Não tem sido pacífica a vida do serviço de Oftalmologia do Hospital das Caldas, que começou a funcionar nos anos 80. Entre 2011 e 2013 o hospital caldense simplesmente não tinha oftalmologista porque o único especialista que havia se reformou.

Em Novembro de 2013, após um investimento de 40 mil euros (dos quais metade foi doado pela Liga de Amigos do Hospital), o serviço voltou a abrir, desta vez com uma médica a tempo inteiro e outro em part-time. O então presidente do CHO, Carlos Sá, anunciou que estava aberto um concurso para a contratação de mais dois especialistas. Explicava na altura que só com novos profissionais seria possível abrir um serviço de cirurgia de ambulatório de Oftalmologia nas Caldas com o objectivo de fazer operações às cataratas e outras intervenções simples. Entre os muitos utentes destas consultas contavam-se crianças, doentes diabéticos e idosos com baixa visão.
A médica a tempo inteiro, que ainda hoje se mantém como responsável daquele serviço,  dizia à Gazeta das Caldas (em 2013) que tinha condições “para atender os cerca de mil doentes em lista de espera desde que o serviço foi suspenso”.
Outro objectivo daquele serviço era que, a partir de 2014, os médicos de família da região pudessem encaminhar os seus doentes para aquela consulta externa.
Actualmente o serviço não está a funcionar bem dado que é necessário aguardar 832 dias para uma primeira consulta e 813 dias para os casos “muito prioritários”.

Um protocolo com Instituto Gama Pinto

Em Fevereiro de 2017, Gazeta das Caldas deu a conhecer que o CHO assinou um protocolo de cooperação com o Instituto de Oftalmologia Dr.
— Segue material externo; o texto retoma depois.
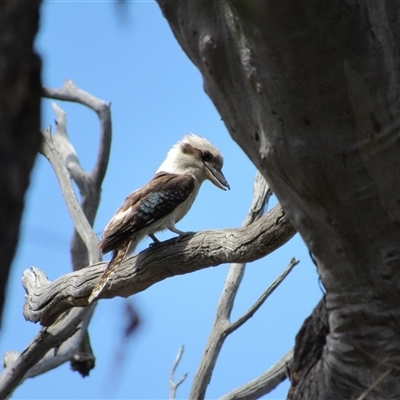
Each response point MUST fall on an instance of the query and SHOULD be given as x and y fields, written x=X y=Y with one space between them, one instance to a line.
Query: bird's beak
x=216 y=177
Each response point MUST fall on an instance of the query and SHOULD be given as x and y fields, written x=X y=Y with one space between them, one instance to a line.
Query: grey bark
x=309 y=90
x=20 y=87
x=46 y=301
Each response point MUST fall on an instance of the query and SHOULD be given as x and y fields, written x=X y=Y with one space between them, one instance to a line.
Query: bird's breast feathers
x=149 y=209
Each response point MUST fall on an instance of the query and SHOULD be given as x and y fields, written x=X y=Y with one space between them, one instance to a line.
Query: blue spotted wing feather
x=152 y=202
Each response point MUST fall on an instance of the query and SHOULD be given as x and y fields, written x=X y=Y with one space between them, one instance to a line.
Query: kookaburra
x=161 y=203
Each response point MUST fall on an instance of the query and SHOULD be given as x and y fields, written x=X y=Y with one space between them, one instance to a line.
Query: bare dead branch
x=261 y=194
x=68 y=153
x=89 y=184
x=48 y=338
x=375 y=384
x=70 y=92
x=264 y=384
x=80 y=221
x=190 y=253
x=62 y=156
x=222 y=325
x=244 y=318
x=172 y=384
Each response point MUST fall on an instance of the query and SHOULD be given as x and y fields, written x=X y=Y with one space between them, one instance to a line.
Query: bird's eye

Gama Pinto. Este permitia que médicos do instituto tratassem doentes do Oeste, reduzindo assim a lista de espera para atendimento neste centro hospitalar. Os utentes que aguardam por uma consulta de Oftalmologia eram contactados pelo CHO para saber se aceitavam deslocar-se a Lisboa para serem tratados por profissionais daquele instituto.
O protocolo foi assinado no passado dia 7 de Fevereiro e está em vigor desde essa altura. Actualmente, o CHO tem apenas dois oftalmologistas, um nas Caldas e outro em Torres Vedras.
Gazeta das Caldas questionou o CHO e tentou perceber como decorria a relação entre o CHO e o Instituto Gama Pinto, em Lisboa. Perguntou ainda quantos dos seus doentes eram atendidos por mês e procurou explicações para um tão elevado tempo de espera. Mas, como é habitual, a administração do CHO não respondeu.